Natação

- Deveis saber que Platão considerava ignorante um homem que não sabia nadar!

- Não estamos mais nos tempos de Platão, William! Nadar é uma atividade para barqueiros e marujos!

Saindo do teatro, o cavalheiro de cabelos precocemente grisalhos parou por um instante para ouvir a discussão de um grupo de cavalariços.

- Posso opinar? - Indagou o cavalheiro.

- Como não, senhor. - Disse o cavalariço que confrontara William, um jovem de barba rala e agudos olhos negros.

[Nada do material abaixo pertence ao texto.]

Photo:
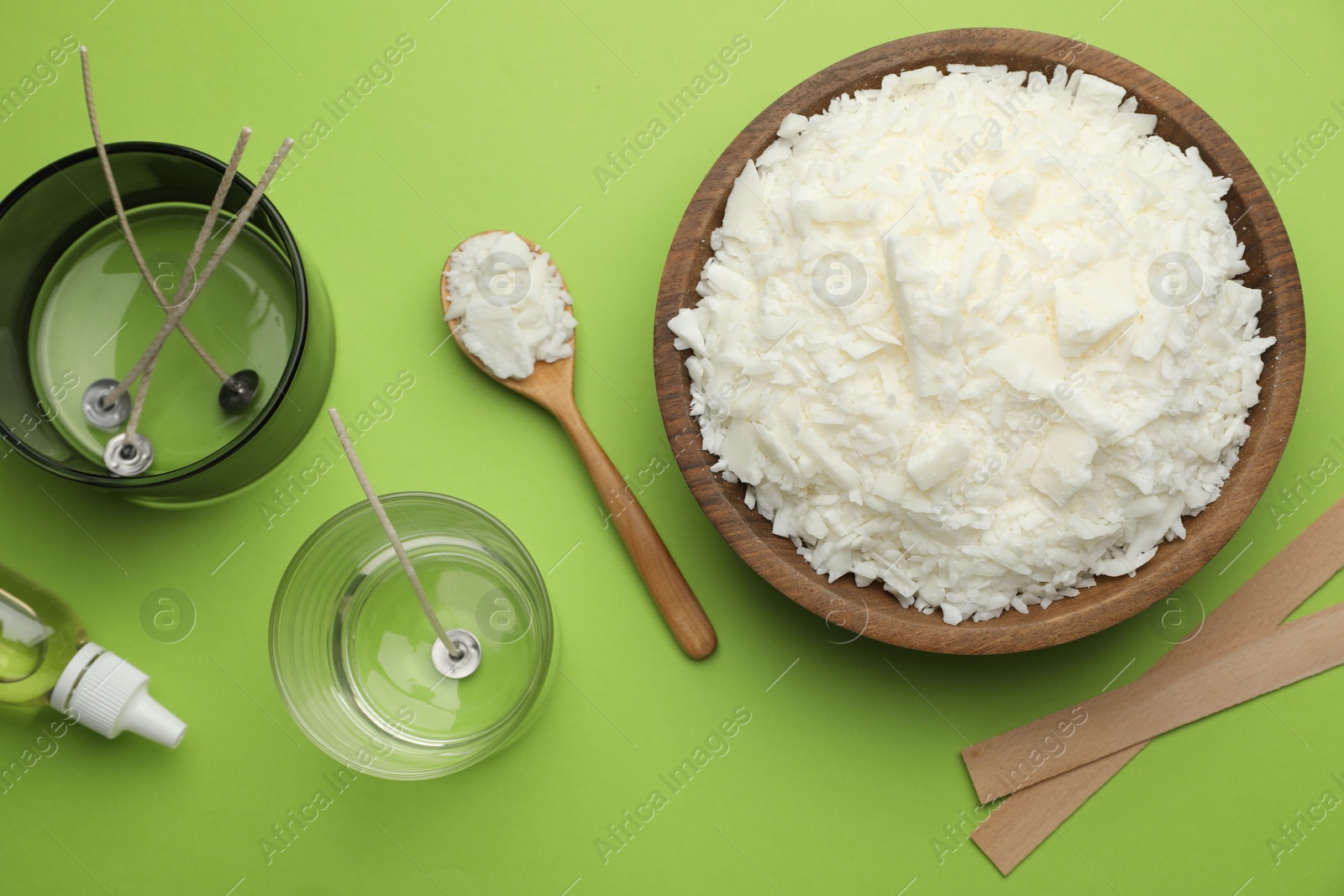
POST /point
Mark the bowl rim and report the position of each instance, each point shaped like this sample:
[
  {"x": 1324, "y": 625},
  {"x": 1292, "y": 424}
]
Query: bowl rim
[
  {"x": 284, "y": 382},
  {"x": 873, "y": 611}
]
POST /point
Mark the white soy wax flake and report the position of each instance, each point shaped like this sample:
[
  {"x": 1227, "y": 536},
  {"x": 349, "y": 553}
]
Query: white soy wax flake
[
  {"x": 976, "y": 336},
  {"x": 511, "y": 302}
]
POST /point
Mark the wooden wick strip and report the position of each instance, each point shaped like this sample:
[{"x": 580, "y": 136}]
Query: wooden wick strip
[
  {"x": 1305, "y": 563},
  {"x": 1155, "y": 705},
  {"x": 454, "y": 651},
  {"x": 181, "y": 308},
  {"x": 125, "y": 223}
]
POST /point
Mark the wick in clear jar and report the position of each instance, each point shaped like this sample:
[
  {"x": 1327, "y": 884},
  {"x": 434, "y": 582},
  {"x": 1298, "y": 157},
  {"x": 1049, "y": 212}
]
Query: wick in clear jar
[{"x": 457, "y": 652}]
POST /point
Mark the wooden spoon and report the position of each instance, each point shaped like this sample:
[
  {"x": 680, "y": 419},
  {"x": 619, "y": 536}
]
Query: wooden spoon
[{"x": 551, "y": 385}]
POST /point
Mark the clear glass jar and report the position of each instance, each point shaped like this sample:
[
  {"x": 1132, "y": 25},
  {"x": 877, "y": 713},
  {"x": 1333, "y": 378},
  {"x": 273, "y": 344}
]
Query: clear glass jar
[{"x": 351, "y": 647}]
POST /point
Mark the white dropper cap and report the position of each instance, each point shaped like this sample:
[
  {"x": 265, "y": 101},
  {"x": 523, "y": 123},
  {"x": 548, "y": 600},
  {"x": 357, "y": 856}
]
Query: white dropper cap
[{"x": 104, "y": 692}]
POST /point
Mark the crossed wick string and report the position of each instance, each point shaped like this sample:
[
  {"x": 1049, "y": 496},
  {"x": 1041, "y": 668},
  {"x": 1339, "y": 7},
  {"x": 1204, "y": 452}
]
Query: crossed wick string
[
  {"x": 454, "y": 653},
  {"x": 175, "y": 311}
]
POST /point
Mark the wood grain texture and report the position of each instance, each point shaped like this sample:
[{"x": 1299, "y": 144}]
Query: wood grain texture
[
  {"x": 551, "y": 385},
  {"x": 873, "y": 611},
  {"x": 1308, "y": 562},
  {"x": 1155, "y": 705}
]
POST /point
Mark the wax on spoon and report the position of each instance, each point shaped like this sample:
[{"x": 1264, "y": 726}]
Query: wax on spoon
[{"x": 551, "y": 385}]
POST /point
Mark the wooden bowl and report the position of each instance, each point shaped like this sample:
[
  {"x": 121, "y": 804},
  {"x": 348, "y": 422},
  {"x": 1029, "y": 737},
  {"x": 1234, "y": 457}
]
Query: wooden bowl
[{"x": 873, "y": 611}]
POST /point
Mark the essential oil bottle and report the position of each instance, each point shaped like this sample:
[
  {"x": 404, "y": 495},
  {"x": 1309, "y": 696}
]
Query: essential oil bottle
[{"x": 46, "y": 658}]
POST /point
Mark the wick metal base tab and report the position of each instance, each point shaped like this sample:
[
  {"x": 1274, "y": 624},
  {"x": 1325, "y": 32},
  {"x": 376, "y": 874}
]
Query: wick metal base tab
[
  {"x": 128, "y": 456},
  {"x": 464, "y": 665},
  {"x": 105, "y": 418}
]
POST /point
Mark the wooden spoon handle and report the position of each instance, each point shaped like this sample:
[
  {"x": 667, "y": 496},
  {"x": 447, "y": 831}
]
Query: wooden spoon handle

- O seu amigo William está certo. E não somente no que toca aos tempos de Platão. Júlio César era um excelente nadador. Infelizmente, a natação é uma arte que se perdeu ao longo dos séculos, em épocas menos esclarecidas. E eu sou, por coincidência, alguém que busca resgatá-la do esquecimento.

- O senhor ensina natação? - Perguntou com incredulidade o cavalariço de barba rala.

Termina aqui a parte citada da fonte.